This new feature is designed to prevent email storms when hundreds or thousands of people start replying to an email thread after someone forgets to BCC everyone or a distribution list was misconfigured. Something that has happened to everyone at least once – where for days on end, people are still replying to the thread “Please take me off CC.”

This new block feature is intended to benefit large organizations and is initially being rolled out to detect 10 reply-all emails to over 5000 recipients within 60 minutes.

“Over time, as we gather usage telemetry and customer feedback, we expect to tweak, fine-tune, and enhance the Reply All Storm Protection feature to make it even more valuable to a broader range of Office 365 customers,” explains Microsoft’s Exchange transport team.
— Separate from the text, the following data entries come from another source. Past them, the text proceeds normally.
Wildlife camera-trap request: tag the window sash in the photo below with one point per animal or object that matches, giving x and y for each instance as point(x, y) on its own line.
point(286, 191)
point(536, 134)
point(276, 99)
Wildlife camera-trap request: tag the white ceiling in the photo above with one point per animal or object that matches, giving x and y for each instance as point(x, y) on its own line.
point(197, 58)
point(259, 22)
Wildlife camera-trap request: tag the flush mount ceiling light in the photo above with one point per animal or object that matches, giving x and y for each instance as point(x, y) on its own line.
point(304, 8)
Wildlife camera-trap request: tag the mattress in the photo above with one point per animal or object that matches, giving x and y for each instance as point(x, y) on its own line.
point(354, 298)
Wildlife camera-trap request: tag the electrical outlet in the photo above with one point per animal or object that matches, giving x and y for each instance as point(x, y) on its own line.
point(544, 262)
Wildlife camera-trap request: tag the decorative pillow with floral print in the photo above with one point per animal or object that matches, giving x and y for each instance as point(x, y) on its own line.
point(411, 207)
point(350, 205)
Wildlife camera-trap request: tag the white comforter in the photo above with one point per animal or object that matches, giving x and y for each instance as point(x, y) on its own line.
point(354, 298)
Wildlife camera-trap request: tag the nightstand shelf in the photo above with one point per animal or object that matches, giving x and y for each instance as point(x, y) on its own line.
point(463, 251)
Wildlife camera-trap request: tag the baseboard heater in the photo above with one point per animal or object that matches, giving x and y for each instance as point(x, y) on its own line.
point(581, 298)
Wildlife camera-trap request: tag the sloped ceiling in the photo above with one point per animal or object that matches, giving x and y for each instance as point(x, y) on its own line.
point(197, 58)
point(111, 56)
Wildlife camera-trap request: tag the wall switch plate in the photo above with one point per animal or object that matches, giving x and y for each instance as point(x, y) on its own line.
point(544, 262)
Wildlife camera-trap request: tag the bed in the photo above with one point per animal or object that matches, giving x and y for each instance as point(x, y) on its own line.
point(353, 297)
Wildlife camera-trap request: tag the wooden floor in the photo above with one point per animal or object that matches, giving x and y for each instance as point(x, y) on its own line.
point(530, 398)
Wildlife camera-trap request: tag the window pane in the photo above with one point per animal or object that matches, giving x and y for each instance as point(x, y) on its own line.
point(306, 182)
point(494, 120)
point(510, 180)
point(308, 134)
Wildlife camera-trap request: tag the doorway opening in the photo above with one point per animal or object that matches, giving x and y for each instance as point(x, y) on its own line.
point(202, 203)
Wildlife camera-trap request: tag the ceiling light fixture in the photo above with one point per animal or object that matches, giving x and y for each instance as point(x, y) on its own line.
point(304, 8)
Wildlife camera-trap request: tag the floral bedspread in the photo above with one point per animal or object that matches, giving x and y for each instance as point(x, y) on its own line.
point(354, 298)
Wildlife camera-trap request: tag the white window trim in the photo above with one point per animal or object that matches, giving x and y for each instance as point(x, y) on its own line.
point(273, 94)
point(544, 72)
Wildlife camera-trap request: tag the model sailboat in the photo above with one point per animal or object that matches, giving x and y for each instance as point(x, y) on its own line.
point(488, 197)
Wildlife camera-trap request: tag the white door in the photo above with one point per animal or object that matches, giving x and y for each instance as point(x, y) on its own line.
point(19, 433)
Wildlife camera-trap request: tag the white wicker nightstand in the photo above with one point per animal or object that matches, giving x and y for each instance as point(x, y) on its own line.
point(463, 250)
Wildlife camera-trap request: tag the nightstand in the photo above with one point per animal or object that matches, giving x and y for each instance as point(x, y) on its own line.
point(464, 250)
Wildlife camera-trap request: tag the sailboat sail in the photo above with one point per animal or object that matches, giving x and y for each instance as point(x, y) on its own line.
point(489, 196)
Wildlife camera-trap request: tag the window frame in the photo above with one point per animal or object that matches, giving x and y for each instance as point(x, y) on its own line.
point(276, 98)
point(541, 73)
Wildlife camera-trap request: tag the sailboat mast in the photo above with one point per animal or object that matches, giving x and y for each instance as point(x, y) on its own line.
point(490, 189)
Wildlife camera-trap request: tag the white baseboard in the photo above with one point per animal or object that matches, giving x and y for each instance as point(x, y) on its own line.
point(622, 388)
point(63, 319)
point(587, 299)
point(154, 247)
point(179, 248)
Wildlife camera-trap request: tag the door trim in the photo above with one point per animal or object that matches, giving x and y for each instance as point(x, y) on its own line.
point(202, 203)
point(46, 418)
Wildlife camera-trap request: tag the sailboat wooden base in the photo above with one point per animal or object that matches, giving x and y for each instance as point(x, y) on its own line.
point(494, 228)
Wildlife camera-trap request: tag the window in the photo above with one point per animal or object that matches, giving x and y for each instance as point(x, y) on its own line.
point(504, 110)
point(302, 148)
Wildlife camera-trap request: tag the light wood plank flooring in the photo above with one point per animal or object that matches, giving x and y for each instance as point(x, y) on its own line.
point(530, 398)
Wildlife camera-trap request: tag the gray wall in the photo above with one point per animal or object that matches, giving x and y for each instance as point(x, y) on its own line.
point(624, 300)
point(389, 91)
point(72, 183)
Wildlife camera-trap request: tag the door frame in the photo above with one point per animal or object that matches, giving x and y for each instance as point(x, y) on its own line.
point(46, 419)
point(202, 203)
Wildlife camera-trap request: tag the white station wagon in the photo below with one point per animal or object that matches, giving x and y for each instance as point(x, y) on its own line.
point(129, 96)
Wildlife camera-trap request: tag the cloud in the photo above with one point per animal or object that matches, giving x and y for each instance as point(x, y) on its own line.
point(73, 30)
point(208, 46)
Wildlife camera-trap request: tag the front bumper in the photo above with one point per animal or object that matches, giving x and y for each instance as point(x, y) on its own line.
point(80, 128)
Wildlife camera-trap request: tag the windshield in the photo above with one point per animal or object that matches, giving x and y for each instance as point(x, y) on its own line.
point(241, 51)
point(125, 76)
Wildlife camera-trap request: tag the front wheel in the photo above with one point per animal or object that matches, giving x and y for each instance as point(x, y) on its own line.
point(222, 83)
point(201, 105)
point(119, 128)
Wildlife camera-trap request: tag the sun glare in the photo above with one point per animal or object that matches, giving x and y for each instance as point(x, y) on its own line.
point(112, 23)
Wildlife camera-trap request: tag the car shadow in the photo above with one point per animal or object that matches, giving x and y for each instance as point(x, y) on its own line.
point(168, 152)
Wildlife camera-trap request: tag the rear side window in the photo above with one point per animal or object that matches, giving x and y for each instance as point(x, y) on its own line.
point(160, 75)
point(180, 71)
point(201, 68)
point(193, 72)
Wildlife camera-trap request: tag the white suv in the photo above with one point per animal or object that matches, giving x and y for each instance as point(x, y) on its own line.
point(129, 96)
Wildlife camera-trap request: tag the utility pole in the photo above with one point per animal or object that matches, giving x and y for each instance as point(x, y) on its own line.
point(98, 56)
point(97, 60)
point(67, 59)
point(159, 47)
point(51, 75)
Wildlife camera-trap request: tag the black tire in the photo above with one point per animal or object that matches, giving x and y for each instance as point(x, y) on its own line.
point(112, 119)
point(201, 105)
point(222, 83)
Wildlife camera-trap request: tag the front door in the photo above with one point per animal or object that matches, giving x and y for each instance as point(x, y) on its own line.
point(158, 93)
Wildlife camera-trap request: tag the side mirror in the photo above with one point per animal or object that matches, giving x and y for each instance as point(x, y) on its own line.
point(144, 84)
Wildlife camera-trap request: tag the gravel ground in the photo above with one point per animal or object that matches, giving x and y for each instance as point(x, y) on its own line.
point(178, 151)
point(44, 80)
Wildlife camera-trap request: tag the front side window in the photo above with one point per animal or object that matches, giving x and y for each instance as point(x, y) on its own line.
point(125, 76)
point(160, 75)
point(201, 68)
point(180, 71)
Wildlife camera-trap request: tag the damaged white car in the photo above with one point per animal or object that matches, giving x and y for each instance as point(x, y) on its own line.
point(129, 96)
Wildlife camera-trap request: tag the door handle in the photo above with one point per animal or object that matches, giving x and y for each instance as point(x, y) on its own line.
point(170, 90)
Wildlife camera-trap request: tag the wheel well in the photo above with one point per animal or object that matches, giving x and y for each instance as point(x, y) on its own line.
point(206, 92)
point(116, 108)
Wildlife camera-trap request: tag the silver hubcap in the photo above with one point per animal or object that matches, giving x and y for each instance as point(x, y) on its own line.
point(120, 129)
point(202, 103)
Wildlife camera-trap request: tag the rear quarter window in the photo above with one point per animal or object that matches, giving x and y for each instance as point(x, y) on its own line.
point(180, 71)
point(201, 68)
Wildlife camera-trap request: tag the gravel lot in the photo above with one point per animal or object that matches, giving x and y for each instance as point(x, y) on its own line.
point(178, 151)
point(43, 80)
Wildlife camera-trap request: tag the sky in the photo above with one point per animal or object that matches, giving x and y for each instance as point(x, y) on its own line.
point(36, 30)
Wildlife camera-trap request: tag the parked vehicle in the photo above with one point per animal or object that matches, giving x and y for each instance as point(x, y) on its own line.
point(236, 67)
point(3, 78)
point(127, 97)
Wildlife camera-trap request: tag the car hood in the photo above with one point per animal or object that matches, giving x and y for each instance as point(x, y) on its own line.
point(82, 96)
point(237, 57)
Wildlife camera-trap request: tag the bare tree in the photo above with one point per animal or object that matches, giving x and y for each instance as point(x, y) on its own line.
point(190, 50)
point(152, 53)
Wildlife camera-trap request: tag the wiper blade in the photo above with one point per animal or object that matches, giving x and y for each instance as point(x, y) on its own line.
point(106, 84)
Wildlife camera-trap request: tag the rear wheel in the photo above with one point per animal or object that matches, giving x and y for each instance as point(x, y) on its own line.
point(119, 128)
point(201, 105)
Reply-all email storms are a problem that affects businesses large and small and have been occurring for decades, reports The Verge.

Microsoft had its own infamous incident in 1997, which employees fondly refer to as Bedlam DL3. Around 25,000 people were on a distribution list and kept replying to the thread, generating 15,000,000 email messages and 195 gigabytes of data. To halt something like this happening in the future, the company rolled out a message recipient limit in Exchange to try and tackle future problems.

Microsoft still suffers from reply-all email storms, though. Last year a GitHub notification triggered an email storm for thousands of Microsoft employees. Back in March, thousands of Microsoft employees were also caught in a reply-all email thread that was quickly shut down within 30 minutes.

Microsoft’s new reply-all email block feature will stay in place for four hours after it’s automatically triggered, enough time to stop people from asking “why am I on this email thread?” hundreds of times.

The block seems to already be working for Microsoft’s own employees. “Humans still behave like humans no matter which company they work for,” says the Exchange team. “We’re already seeing the first version of the feature successfully reduce the impact of reply-all storms within Microsoft.”